It seems a bit retro: in each episode, the curmudgeonly, old-fashioned Mr. Kim (Paul Sun-Hyung Lee) rams head-first into something about modern society that he doesn't understand.  In the first episode, it's gay people.

He refuses to allow a gay pride poster to be placed in his shop window, because why do gay people have to advertise themselves with a parade?  Koreans don't march down the street yelling "I'm Korean!"  If they're gay, why can't they be quiet, respectful gays?

I started to cringe, having heard this complaint a dozen times, even from gay people.  It is a standard homophobic misconception that gay pride is about proclaiming that you have gay sex rather than celebrating survival in a hostile world.

 Accused of being homophobic, Mr. Kim backtracks by offering a 15% discount to gay people during Pride Week. Through the rest of the episode, he decides who warrants the discount and who doesn't.

He tells Boy Toy (Alexander Nunez) "You're not gay, you're just pretending."  Boy Toy returns with a flamboyant friend as proof, but Mr. Kim merely asks him what his favorite movie was in college.  Caddyshack.  Straight.

But when a guy (Andy Yu) drops in to apply for a job, Mr. Kim offers him the discount.  He protests that he is straight, but Mr.

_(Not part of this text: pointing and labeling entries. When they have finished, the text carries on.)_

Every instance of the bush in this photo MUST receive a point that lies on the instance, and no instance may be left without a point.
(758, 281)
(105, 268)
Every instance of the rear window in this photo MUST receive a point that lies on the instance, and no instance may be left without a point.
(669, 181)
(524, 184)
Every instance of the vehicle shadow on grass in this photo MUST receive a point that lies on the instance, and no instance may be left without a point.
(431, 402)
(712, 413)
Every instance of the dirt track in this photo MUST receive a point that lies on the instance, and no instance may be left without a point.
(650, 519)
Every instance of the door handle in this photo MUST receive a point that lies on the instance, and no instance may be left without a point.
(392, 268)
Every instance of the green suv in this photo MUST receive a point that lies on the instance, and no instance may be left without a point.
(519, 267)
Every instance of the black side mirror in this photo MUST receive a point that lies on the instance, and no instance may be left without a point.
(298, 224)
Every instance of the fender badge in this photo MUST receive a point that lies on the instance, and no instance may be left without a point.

Kim wink-winks "Sometimes it takes awhile for the gay to come out."

He does give the discount to a drag queen after a conversation about "Why you dress like a woman?"  She actually seems pleased by the question, and replies: "It feels comfortable.  It feels like home."

The episode was not exactly offensive, at least not offensive enough to turn off, but it made me uncomfortable.  It was like watching people talk about me behind my back.

No gay people appear, or are referenced, in any of the other episodes I sampled.  Evidently the gays were the problem of the week, and the show moved on:

A friend asks Mr. Kim to become a "wingman" on a double date.

A kid runs wild in the convenience store, and the mother refuses to discipline him.

Mr. Kim gets a crush on the new female pastor, and insists on not charging her for anything.

After the first few episodes, the convenience store was relegated to the B plot, while the primary plot involved the problems and relationships of the two Kim children:

Janet (Andrea Bang), a photography student at OCAD University, struggles to achieve independence by moving out, getting a job, and refusing to "marry a nice Korean Christian boy."  .

Jung (Simu Liu), who hasn't talked to his father in years, works at a car rental company, where he has a crush on his female boss.  He doesn't appear to own a shirt.

The writers play up Jung's hunkiness deliberately, as a remedy to the countless sexless Asian characters in media.

Simu Liu has also appeared in the play Banana Boys, about the stereotypes Asian Canadian men face,  such as "they are bananas (yellow on the outside, white on the inside)."

Other male characters include:

Kimchee (Andrew Phung, center ), a clownish slob, Jung's roommate, coworker, and bromantic life partner.

Gerald (Ben Beauchemin), their nerdish, self-depricating coworker, and eventually Janet's platonic roommate.

Terence (Michael Musi), another coworker at the car rental place, who Kimchee doesn't like.

Alex (Michael Xavier), Jung's childhood friend who briefly dates Janet.

Enrique (Rodrigo Fernandez-Stoll), a regular customer at the convenience store.

Alejandro (Mark Grazzini), who dates Jung's boss.

Roger (Kevin Vidal), who briefly dates Janet's friend.









Raj Mehta (Ishan Dave), who dates Janet.

Peter (Zach Smadu, left).  I don't know who he plays.  I just had trouble finding beefcake photos of the other actors.

I like the fact that the Canadian locale isn't closeted: this is definitely Toronto.  The scene where a guy tries to rob the convenience store with a knife instead of a gun made me want to move there.

But I don't like the exclusion of gay people from the universe, after the first "gay problem" episode.